Imaginemos ahora cómo consideraría un observador occidental algunos de los acontecimientos de la historia soviética. En su orden de ataque del 2 de julio de 1920, el mariscal Tujachevsky dijo: «Con nuestras bayonetas llevaremos la paz y la felicidad a la humanidad trabajadora ¡Hacia el Oeste!» Poco después, Lenin, en una conversación con delegados franceses, observó: «Sí, las tropas soviéticas están en Varsovia. Pronto Alemania será nuestra. Reconquistaremos Hungría.
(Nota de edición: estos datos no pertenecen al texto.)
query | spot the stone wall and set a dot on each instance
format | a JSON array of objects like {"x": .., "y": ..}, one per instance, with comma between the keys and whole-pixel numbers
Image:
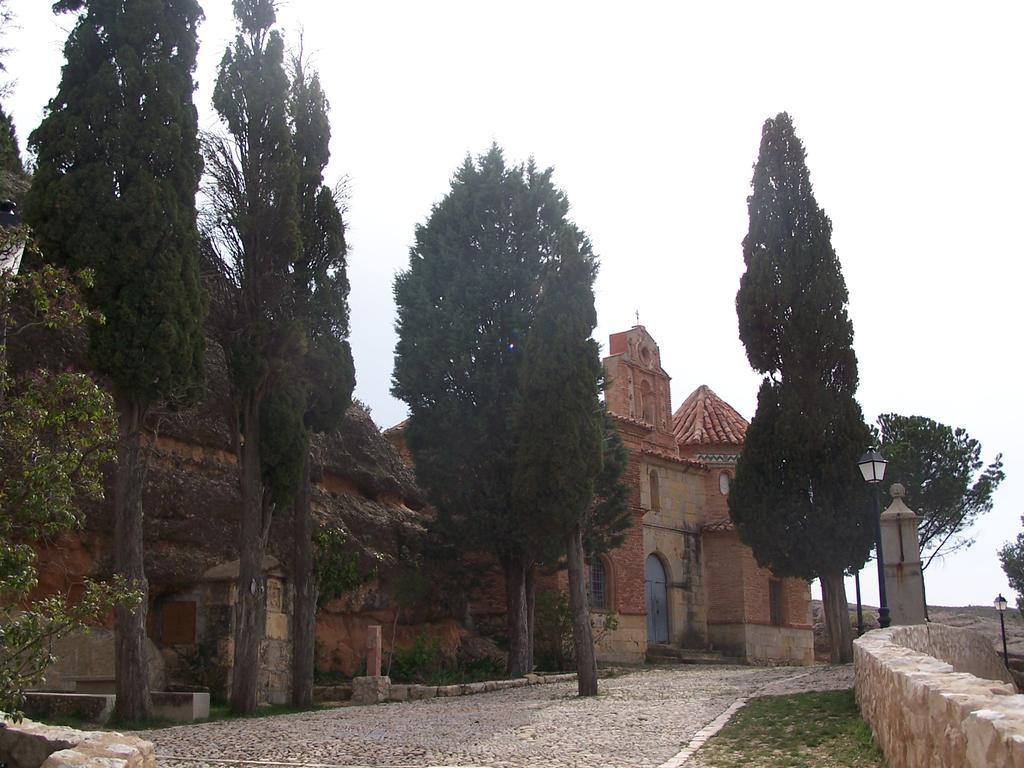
[
  {"x": 29, "y": 744},
  {"x": 925, "y": 712},
  {"x": 967, "y": 650},
  {"x": 764, "y": 644}
]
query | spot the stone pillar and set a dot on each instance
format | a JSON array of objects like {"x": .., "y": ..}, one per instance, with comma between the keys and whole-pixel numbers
[
  {"x": 374, "y": 650},
  {"x": 373, "y": 688},
  {"x": 904, "y": 581}
]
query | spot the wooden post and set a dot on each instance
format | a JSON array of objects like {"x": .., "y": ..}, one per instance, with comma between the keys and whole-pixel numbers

Los Balcanes se alzarán contra el capitalismo. Italia temblará. En esta tormenta estallarán todas las costuras de la Europa burguesa.» Evoquemos luego los millones de ciudadanos soviéticos muertos por obra de la política premeditada de Stalin en los años que median entre 1919 y la Segunda Guerra Mundial: la colectivización forzada, las deportaciones en masa de campesinos, la consecuente hambruna de 1932-1933 y las grandes purgas, en la que fueron detenidos y ejecutados casi todos los jerarcas del Partido Comunista mayores de 35 años mientras era proclamada con ufanía una nueva constitución que supuestamente garantizaba los derechos de los ciudadanos soviéticos. Consideremos asimismo la decapitación del Ejército Rojo por orden de Stalin, el protocolo secreto de su pacto de no agresión con Hitler y su negativa a creer en una invasión nazi de la URSS incluso después de comenzada, y los millones de muertos por esa causa. Pensemos a continuación en las restricciones soviéticas de los derechos civiles, la libertad de expresión y la emigración, el antisemitismo continuo y endémico y la persecución religiosa. Si poco después del establecimiento de una nación sus más altos dirigentes militares y civiles se jactan de sus intenciones de invadir estados vecinos, si el líder absoluto durante casi la mitad de su historia es alguien que sistemáticamente mató a millones de compatriotas, si todavía hoy figura en sus monedas el símbolo nacional blasonado sobre el mundo entero, es comprensible que ciudadanos de otras naciones, incluso aquellos de disposición más pacífica o crédula, se muestren escépticos ante sus buenas intenciones, por sinceras y auténticas que éstas sean. No se trata sólo de maligna propaganda norteamericana. El problema se complicará si se pretende que tales hechos jamás existieron.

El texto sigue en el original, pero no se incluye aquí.